It started with Blizzard Games. It is the video-game company whose popular titles World of Warcraft, Starcraft and Diablo have attracted 1.5 million subscribers to its online game-play service Battle.net. While most people just log into Battle.net to slay a few aliens or whatever, Blizzard has estimated that hundreds of thousands of its subscribers are earning points using naughty programs called "cheats." The company terminated the accounts of more than 400,000 people for cheating in 2003 alone and, earlier this year, shut down thousands more.
So what's the big deal about cheats? As you slash and strategize your way through most Blizzard games, maps are revealed to you that help with setting up defenses and locating enemies. For the past few years, enterprising game fans have been hacking cheats that do things like reveal the whole map before you've "earned" it. Other hacks kick competitors out of the game or make certain players extra powerful.
Battle.net's message boards overflow with disgruntled comments from people who have uncovered new cheats and want them to stop. There's no denying that it sucks to play against someone who can see things that are supposed to be invisible.
But that suckiness doesn't justify Blizzard's latest technique for weeding out cheaters. According to the World of Warcraft terms of service, when you install the latest version of World of Warcraft, an anti-cheat program called Warden snoops through your entire computer looking for "unauthorized third-party programs" that allow "cheating of any kind" and that allow users to "hack" or "modify" the online game environment.
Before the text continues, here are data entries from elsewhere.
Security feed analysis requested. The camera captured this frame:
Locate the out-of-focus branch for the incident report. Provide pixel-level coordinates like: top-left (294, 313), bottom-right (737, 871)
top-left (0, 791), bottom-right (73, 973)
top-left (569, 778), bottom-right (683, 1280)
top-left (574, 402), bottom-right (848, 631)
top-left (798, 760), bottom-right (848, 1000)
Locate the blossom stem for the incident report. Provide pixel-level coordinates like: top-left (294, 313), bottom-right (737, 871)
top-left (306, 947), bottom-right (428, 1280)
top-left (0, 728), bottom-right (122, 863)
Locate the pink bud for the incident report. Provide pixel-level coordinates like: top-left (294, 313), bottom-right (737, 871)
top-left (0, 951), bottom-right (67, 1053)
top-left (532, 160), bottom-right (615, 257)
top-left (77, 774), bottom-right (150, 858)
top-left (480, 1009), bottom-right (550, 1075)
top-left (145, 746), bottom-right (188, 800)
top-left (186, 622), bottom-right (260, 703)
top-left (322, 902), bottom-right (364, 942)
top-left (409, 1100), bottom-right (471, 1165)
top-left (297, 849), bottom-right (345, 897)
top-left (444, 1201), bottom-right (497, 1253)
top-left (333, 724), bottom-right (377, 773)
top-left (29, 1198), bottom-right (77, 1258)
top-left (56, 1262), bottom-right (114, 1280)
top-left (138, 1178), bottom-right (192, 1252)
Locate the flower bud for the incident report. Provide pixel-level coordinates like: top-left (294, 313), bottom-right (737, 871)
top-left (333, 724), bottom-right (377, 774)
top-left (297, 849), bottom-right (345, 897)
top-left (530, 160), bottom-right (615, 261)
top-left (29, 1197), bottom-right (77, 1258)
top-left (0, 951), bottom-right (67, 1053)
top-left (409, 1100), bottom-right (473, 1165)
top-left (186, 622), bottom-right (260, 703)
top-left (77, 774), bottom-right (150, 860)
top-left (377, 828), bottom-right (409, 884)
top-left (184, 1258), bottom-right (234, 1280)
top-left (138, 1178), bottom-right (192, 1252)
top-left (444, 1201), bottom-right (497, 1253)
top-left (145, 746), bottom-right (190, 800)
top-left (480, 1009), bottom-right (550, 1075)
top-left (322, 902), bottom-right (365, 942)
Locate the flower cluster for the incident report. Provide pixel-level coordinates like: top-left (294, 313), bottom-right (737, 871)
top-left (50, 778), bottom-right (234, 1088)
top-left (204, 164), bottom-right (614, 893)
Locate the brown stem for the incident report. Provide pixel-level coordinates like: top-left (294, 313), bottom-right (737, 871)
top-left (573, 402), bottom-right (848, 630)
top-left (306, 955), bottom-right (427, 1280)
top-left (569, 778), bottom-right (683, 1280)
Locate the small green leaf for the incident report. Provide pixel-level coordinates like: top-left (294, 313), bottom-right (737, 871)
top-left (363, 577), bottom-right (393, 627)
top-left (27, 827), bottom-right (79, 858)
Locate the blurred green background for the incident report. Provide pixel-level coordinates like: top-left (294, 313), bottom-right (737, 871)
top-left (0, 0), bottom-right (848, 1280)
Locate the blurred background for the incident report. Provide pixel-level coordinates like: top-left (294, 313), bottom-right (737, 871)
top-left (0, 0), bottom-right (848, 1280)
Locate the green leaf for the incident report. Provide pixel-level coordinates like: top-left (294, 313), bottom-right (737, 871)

Warden then "communicates the information" it finds back to Blizzard. This "communication" process is described in alarmingly vague terms that leave one with the nonvague understanding that Blizzard could be receiving a detailed picture of everything on your PC's hard drive on a regular basis.
Whoa. That's taking the anti-cheating spirit a little too far. I can see booting people out of the game if they're repeat cheaters, particularly if they're flushing other players off the servers and ruining the experience for paying customers. But snooping through the computers of innocent gamers looking for the bad apples who have installed a map hack? Give me a break.
The thing that really pisses me off is that this is all being done in the name of having fun and playing games. I'm supposed to give up my Fourth Amendment rights in order to ax a bunch of warriors controlled by teenagers in Milwaukee? No thanks. I'd rather go back to playing Dungeons and Dragons, where at least I could roll the dice without the DM reading all my damn email.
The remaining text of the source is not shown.